A guzillion would be the amount of beer in 37 trillion buckets.
I understand that if you hit one of those lights at speed, you wouldn’t have any concerns at all. EVER!
Union Job what possibly could go wrong?
Probably on the same day your insurance and drivers
license expired.
Gubmint cheese fed logic.
I haven’t been through the big dig tunnel in a while now.
Is there still water pouring out of the walls?
I drove through the tunnel one night and it looked like Niagra Falls in there.
Beantown unions are going to love this.
“hit one of those lights at speed,”
What’s the speed limit down there in the underworld?
I imagine that virtually all the subcontractors on the Big Dig were signatory with a local union and that the overall project had a PLA (Project Labor Agreement) calling for signatory contractors in exchange for a no-strike/no-stoppage agreement by the local trades council.
Perhaps someone in local Boston construction market knows for sure, but that was my impression.
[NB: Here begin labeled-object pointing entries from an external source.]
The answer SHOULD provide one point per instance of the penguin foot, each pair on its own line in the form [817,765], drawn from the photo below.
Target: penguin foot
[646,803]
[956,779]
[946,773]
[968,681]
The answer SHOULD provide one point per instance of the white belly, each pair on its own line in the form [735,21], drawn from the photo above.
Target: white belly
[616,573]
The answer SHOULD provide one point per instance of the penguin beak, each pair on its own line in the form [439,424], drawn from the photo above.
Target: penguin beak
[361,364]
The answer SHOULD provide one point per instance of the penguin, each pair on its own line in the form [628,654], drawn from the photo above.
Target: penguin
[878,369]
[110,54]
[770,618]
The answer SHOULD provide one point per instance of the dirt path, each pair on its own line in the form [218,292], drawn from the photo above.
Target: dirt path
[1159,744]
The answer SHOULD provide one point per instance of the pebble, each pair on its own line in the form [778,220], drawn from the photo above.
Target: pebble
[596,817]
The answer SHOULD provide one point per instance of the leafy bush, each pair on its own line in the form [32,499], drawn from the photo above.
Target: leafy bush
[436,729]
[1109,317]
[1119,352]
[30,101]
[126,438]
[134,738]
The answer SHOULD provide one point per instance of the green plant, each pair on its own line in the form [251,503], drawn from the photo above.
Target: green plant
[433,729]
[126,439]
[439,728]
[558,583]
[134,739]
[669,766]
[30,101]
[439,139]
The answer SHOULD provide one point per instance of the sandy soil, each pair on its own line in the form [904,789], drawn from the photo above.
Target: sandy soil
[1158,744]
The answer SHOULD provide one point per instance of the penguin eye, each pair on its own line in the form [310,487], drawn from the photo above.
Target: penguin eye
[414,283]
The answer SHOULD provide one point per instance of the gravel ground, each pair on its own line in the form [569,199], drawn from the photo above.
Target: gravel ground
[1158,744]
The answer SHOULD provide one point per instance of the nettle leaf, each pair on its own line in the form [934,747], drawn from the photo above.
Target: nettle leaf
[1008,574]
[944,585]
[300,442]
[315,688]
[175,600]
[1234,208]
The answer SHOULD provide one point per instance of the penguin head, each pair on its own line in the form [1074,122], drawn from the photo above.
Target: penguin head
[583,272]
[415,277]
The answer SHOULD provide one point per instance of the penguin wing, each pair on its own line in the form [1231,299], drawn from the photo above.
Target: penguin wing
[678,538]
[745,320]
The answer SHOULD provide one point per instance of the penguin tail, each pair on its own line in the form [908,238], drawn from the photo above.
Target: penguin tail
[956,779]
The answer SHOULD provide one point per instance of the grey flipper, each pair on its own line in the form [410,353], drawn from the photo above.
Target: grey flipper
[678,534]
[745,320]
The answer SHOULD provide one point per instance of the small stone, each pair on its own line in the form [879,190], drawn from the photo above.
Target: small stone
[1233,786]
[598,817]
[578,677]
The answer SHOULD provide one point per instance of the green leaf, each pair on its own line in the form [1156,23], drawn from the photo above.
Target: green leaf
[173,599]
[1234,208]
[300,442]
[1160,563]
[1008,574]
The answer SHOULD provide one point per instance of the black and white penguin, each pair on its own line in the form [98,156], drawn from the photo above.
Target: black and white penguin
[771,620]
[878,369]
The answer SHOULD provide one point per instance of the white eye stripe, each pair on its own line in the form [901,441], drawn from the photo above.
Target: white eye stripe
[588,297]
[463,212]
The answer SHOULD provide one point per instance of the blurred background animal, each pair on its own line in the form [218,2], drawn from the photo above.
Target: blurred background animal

That being said, the quality of union and non-union work in heavy and commercial construction work is not divided up along union versus non-union lines. Both the signatory firms and the non-signatory firms have a small percentage of workmanship problems in certain cases. The project to project culture is more in control of the build quality even from the same firms.
The system worked.
Captain of the Port in Boston has determined that for vehicles carrying more than six passengers for hire, that whilst in the Big Dig tunnel, you are on the navigable waters of the US, and as such are a Subchapter T vessel.
Please have your certificate of inspection ready as your USCG inspector boards your car. Gather on the bow, er, I mean the hood of your car during the inspection, and please declare any weapons you may have aboard prior to inspection.
Floatation device, and PFD’s for everyone on board is required.
The entire project was built by unions - whose motto is “Build it poorly now and we can rebuild it poorly in just a few years! Go AFL-CIO!”